CERMIN: "Lelaki di ATM"

"Lelaki di ATM"

(sebuah kisah nyata di Minggu pagi )


Mentari merangkak pelan dengan angin sepoi menghangat ketika kuparkir sepeda motorku di sudut kiri ATM itu. Sepi. Tidak banyak yang antre. Alhamdulillah, ucapku membatin. Sesaat aku menunggu di depan pintu masuk karena ada seorang lelaki di dalamnya dan aku sedikit lega karena dia hanya sebentar dan segera membuka pintu.

Sambil mengambil ATM didompet, aku melangkah menuju pintu, tapi langkahku terhenti karena lelaki itu tegak di depanku dengan tatapan panik dan sepertinya dia ingin mengatakan sesuatu. Benar saja.

"Bu, bisa tolong saya, Bu?Tolong saya transfer uang ini, Bu. Ke anak saya. Uang di rekening saya tidak cukup, Bu. Ini saya punya uang. Tolong ibu ambil saja dan tolong transferkan ke rekening anak saya ya Bu. Ini nomor rekeningnya. Tolong saya, Bu." 

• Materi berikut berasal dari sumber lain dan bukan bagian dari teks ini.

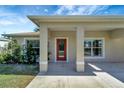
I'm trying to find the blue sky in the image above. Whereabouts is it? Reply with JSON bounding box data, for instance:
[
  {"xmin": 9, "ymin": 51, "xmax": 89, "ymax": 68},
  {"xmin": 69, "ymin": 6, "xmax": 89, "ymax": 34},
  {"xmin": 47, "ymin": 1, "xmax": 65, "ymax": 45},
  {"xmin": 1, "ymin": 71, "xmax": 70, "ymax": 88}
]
[{"xmin": 0, "ymin": 5, "xmax": 124, "ymax": 34}]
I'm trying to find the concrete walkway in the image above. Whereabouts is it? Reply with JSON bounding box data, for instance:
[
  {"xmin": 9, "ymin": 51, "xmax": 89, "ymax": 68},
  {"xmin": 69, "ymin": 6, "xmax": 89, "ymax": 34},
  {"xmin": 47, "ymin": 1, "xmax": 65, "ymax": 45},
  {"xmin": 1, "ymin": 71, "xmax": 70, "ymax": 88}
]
[{"xmin": 27, "ymin": 63, "xmax": 124, "ymax": 88}]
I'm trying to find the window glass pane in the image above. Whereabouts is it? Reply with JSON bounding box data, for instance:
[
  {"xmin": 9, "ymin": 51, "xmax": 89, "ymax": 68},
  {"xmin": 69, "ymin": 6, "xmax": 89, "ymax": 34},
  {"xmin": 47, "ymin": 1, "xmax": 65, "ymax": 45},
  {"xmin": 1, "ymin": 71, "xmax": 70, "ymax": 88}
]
[
  {"xmin": 84, "ymin": 48, "xmax": 91, "ymax": 56},
  {"xmin": 93, "ymin": 48, "xmax": 102, "ymax": 56},
  {"xmin": 59, "ymin": 39, "xmax": 64, "ymax": 51},
  {"xmin": 27, "ymin": 40, "xmax": 40, "ymax": 47},
  {"xmin": 93, "ymin": 40, "xmax": 103, "ymax": 47},
  {"xmin": 84, "ymin": 40, "xmax": 91, "ymax": 47},
  {"xmin": 34, "ymin": 48, "xmax": 40, "ymax": 55}
]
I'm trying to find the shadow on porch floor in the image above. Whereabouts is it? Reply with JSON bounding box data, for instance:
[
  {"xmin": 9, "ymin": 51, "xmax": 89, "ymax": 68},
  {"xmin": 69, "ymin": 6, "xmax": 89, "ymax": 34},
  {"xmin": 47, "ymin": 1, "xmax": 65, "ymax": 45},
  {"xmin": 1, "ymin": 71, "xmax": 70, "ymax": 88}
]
[{"xmin": 39, "ymin": 63, "xmax": 95, "ymax": 76}]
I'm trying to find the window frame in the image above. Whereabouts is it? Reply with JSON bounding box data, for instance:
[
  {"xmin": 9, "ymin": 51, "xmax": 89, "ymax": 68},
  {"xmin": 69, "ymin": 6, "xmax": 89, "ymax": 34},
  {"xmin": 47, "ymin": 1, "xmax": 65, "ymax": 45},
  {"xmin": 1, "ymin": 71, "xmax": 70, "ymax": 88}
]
[
  {"xmin": 23, "ymin": 38, "xmax": 40, "ymax": 54},
  {"xmin": 84, "ymin": 38, "xmax": 105, "ymax": 59}
]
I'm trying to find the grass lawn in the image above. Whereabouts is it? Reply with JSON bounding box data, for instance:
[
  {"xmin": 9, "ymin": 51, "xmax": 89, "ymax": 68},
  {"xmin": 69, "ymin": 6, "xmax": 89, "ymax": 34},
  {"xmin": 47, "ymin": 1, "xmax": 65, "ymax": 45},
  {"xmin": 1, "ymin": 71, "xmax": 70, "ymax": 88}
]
[{"xmin": 0, "ymin": 64, "xmax": 38, "ymax": 88}]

Sesaat aku tak bisa berkata-kata. Hanya menatap wajahnya lalu berpindah ke tangannya yang menggenggam beberapa helai uang lusuh. Tidak banyak. Tapi,....

Pikiran logisku tiba-tiba diingatkan pada sebuah pesan yang sering kubaca dimedsos tentang berbagai trik penipuan di ATM. Otakku melarangku untuk mengikuti kata hatiku yang sudah mulai terenyuh dengan keadaan lelaki di depanku ini. Kemeja dan celananya yang setengah lusuh dan sendal jepit yang juga sangat sederhana berusaha meyakinkanku bahwa dia jujur. Tidak mungkin menipu dengan uang hanya sebanyak ini. Tapi tetap saja batinku berdebat dengan pikiran waspadaku.

"Ada apa ya?"

Seorang lelaki yang baru saja turun dari mobilnya menyapa. Sepertinya dia juga bermaksud melakukan transaksi di ATM ini.

"Oh, tidak apa-apa, Pak. Cuma Bapak ini mau minta tolong transferkan uang ke rekening anaknya karena uang di rekeningnya tidak cukup lagi. Nih, dia bawa uangnya. Bapak bisa menolongnya?" Jelasku menyelamatkan diri dari situasi yang sulit ini sambil menunjuk beberapa uang lusuh itu.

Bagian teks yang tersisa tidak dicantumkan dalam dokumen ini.